I went back out after work yesterday and got permission from the landowner to continue the track. Well I followed the blood across his property to another. The deer jumped the fence onto the neighbors property and turned due south crossing the road. Well I found where the deer crossed. I got permission from that landowner as well to track. I followed the track for 600 yards, getting light sprays and drops of blood.

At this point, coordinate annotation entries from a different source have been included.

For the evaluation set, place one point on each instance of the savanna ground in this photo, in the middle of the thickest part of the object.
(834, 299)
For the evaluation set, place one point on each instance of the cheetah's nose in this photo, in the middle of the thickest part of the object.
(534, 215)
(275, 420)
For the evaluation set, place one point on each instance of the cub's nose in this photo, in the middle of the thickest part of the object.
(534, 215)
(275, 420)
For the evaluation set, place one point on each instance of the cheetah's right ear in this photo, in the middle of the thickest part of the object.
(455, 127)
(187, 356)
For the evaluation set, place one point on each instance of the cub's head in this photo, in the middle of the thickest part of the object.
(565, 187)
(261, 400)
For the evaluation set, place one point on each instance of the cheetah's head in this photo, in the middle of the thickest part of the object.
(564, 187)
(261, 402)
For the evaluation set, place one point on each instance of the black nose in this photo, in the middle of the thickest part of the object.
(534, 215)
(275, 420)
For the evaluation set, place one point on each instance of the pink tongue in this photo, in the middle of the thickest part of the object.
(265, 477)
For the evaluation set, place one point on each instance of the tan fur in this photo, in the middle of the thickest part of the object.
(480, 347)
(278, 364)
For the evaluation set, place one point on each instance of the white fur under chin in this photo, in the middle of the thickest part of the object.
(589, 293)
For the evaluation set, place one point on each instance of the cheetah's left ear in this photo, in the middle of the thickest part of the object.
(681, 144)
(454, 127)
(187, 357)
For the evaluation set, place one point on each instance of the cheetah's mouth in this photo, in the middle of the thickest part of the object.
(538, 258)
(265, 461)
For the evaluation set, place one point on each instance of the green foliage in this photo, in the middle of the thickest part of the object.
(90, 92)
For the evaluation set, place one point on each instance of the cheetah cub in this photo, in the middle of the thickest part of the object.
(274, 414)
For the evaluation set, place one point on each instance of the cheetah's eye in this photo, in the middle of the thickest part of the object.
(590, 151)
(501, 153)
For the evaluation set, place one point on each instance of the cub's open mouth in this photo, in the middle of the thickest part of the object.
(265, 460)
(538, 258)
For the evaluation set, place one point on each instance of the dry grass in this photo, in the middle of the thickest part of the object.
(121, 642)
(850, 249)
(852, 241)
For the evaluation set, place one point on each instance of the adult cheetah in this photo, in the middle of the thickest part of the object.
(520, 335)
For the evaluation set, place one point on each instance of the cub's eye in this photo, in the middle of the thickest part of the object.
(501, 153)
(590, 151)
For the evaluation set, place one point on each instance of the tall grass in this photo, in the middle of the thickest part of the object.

I followed the track thru a section of woods were the deer had circled inside the woods and followed a fence row. I list the blood for a short time but found where the deer jumped the fence. On the other side of the fence, there were some good piles of blood and more tracks.
I continued following the tracks and little blood till the tracks dead ended. As this point it was getting dark again. There was a second set of tracks, that I thought was another deer but that they may have been the same one circling back.

I got permission from two other landowners to continue the search after work. My question is, If I find the deer and the coyotes haven't got to him, even thought the meat will be bad do I still tag it? If the coyotes did get to him, which I haven't seen any tracks but if they do what do I do then?


----------



## Shaun69007 (Sep 2, 2009)

Personally you should tag it. You shot the animal. I am sure that the yote's have probably already found the deer if it is in fact down. I understand the suck factor of this and most hunters have "stuck" deer before. It is your responsibility as an ethical hunter to go by the books. I do commend the fact that you actually have continued the search and gained permission to cross fences instead of just doing the obvious trespassing maneuver, but I would just pay my $24 bucks and harvest what you can. Yote's dont eat horns.... Good luck and keep us posted.


----------



## TomC (Aug 14, 2007)

IF I find it, im going to tag it. It didn't snow up in Miami co last night so I should be able to continue following the blood trail. Even if the yotes didn't get it, I doubt the meat would even be good.


----------



## M.Magis (Apr 5, 2004)

Beyond the tenderloins, there's no reason the meat would be bad.


----------



## TomC (Aug 14, 2007)

Well no searching for me, Got hit for ot at work and wont be out till 730 tonight. With the forecast of rain and now the next couple days im gona say that's a wrap


----------



## TomC (Aug 14, 2007)

Here is a pic of him from November


----------



## 1MoreKast (Mar 15, 2008)

What a bummer Tom...nice looking deer too.


----------



## Snakecharmer (Apr 9, 2008)

Maybe you didn't stick him too bad. He may still be running around.


----------



## Shad Rap (Nov 10, 2010)

TomC said:


> IF I find it, im going to tag it. It didn't snow up in Miami co last night so I should be able to continue following the blood trail. Even if the yotes didn't get it, I doubt the meat would even be good.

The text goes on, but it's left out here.